The White House said Tuesday that new measures for screening airline passengers for Ebola will be released in “the coming days.”

The new steps are being developed by the federal Centers for Disease Control and Prevention, Sen. Charles E. Schumer (D-N.Y.) said after speaking with CDC Director Tom Frieden.

“He told me that they will announce this week that they will do tougher types of screening on U.S. soil,” Schumer said.

President Obama’s promise of stepped-up screening for Ebola at U.S. airports that handle international flights will fall on the shoulders of the Customs and Border Protection officers who greet passengers arriving from abroad.

Though they often seem preoccupied with scrutinizing passports and luggage, CBP officers are trained to detect signs of illness, and they routinely do just that, officials said.

“CBP personnel review all travelers entering the United States for general overt signs of illnesses,” the agency said in a statement.

In addition to visual observations, CBP officers question passengers about their health and are instructed to alert the CDC if a passenger appears to be seriously ill.

“When a traveler or alien is identified with a possible communicable disease, CBP personnel will take the appropriate safety measures by donning personal protective equipment,” the CBP said. “If they identify an individual believed to be infected, CBP will contact CDC along with local public health authorities to help with further medical evaluation.”

The passenger would be immediately isolated while the CDC and local authorities conduct the evaluation.

The early symptoms of Ebola resemble an extreme case of the flu — high fever, headache, aching joints, weakness, stomach pain and loss of appetite. The illness is spread by contact with the blood or other bodily fluids of a sick person.

It takes several days for the person who has contracted the virus to experience symptoms, feeding fears that an Ebola carrier could fly from one of the West African countries where the sickness is rampant.

The flight of a Liberian man from his home country to Dallas, passing through Brussels and Dulles International Airport, exacerbated those concerns. Thomas Eric Duncan fell ill with Ebola four days after he landed in Texas.

The route he took from Africa through Europe on his way to the United States stoked additional concerns. There are no direct flights by U.S. carriers from the three countries hit hardest by the outbreak — Liberia, Guinea and Sierra Leone — to the United States, and U.S. airlines offer just four direct flights from anywhere in West Africa.

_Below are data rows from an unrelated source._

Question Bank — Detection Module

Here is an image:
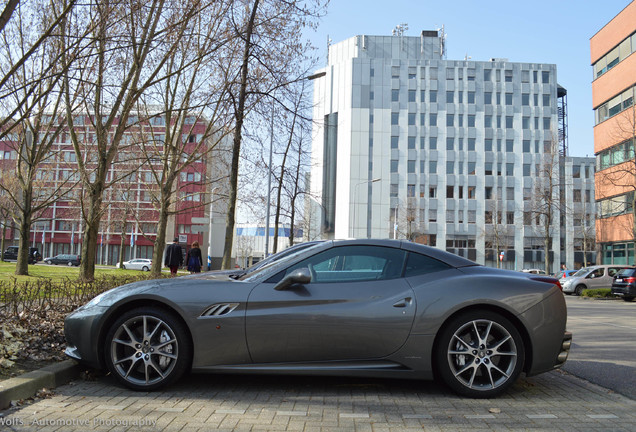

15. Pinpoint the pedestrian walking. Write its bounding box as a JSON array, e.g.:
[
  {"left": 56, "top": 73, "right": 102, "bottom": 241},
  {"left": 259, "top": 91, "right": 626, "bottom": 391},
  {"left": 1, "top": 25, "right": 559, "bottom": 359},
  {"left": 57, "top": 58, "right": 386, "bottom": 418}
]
[
  {"left": 163, "top": 237, "right": 183, "bottom": 276},
  {"left": 186, "top": 242, "right": 203, "bottom": 274}
]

As a result, most Africans bound for the United States arrive in places — including New York, Washington, Chicago, Atlanta and Boston — aboard flights from Europe. That reality makes calls for some form of flight ban from the affected nations problematic and suggests that the key to corralling the illness is intercepting infected people.

With the two federal agencies — CDC and CBP — taking the lead in intercepting potentially ill passengers, airports are insulated from the process.

“Following CDC guidelines is our strategy right now,” said Rob Yingling, spokesman for the Metropolitan Washington Airports Authority, which runs Dulles and Reagan National airports. “We’re not doing anything outside of what the CDC is recommending.”

Federal law requires pilots to radio ahead if a passenger dies or falls ill with certain symptoms.

“If somebody comes in on a flight that has a fever or any one of those triggers, CDC can insert themselves at any point in the process,” Yingling said. “They can say [to the pilot], ‘Tell us more about this case,’ or they can actually physically go to the plane.”

The CDC maintains an office at Dulles and other major airports that handle international flights.

“It’s not unusual at all. If anybody has a medical condition, we’ll hear about it before the plane lands,” Yingling said.